You had to know this was coming.
Some on the right wing have immediately tried to downplay the death of civil rights icon Nelson Mandela.
Mediaite reports that Bill O’Reilly on his show last night did not mention the fresh news that Mandela had passed away until 23 minutes into the broadcast, with a ham-handed attempt at a segue from Hillary Clinton to the former South African president.
In the middle of an interview with failed 2012 presidential candidate Rick Santorum, according to Mediaite, the discussion went like this:
“He was a communist, this man. He was a communist, all right?” O’Reilly said, repeating a charge leveled against Mandela by the apartheid government; a charge, as noted earlier, he denied.
“But he was a great man,” O’Reilly continued, later adding, “But he was a communist, but I would never attack Nelson Mandela,” finally asking Santorum: “Why can’t you guys in the Republican Party bring that to the fore?”
Santorum replied that “Nelson Mandela stood up against a great injustice, and was willing to pay a huge price for that, and that’s the reason he mourned today, because of that struggle that he performed. You are right, what he was advocating for was not necessarily the right answer, but he was fighting against some great injustice. And I would make the argument that, you know, we have a great injustice going on right now in this country, with an ever-increasing size of government that is taking over and controlling people’s lives. And Obamacare is front and center in that.”
Over at Think Progress, they pointed out that Santorum’s comparison was not only foolish, it was a poor choice of foolishness.
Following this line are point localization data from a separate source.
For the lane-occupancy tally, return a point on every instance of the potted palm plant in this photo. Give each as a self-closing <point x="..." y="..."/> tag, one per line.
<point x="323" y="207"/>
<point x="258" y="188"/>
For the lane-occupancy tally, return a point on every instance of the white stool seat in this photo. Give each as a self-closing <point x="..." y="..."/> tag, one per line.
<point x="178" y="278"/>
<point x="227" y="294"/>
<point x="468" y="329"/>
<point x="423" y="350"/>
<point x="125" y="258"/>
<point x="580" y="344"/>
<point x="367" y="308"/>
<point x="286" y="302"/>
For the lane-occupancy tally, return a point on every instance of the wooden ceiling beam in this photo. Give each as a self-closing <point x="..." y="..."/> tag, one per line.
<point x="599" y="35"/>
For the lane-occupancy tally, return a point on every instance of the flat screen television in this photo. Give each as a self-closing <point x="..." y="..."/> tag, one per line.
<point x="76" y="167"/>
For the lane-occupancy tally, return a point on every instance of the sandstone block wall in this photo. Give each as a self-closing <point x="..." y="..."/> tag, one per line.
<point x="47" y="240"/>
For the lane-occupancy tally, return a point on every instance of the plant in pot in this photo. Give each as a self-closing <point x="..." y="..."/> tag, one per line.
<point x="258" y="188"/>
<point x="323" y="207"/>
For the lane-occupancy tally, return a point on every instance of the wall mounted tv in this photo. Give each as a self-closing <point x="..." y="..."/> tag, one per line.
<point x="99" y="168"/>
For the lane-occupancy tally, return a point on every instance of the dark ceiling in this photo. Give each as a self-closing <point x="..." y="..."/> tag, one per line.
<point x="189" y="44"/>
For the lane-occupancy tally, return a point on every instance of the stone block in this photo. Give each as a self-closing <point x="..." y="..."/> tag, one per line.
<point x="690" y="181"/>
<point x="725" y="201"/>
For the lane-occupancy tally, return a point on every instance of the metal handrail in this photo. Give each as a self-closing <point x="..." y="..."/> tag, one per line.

After bringing an end to apartheid rule, Mandela enshrined in the new South African constitution a fundamental right to health care for all citizens, and introduced a government-funded public health care system to help cover those who could not afford the private system already in place.
Mediaite columnist Tommy Christopher draws this conclusion:
“Aside from the predictably absurd substance of Santorum’s comparison, though, the hours after the death of the first black South African president just doesn’t seem like the time to appropriate any part of his legacy to slag anyone, particularly the first black president of the United States.”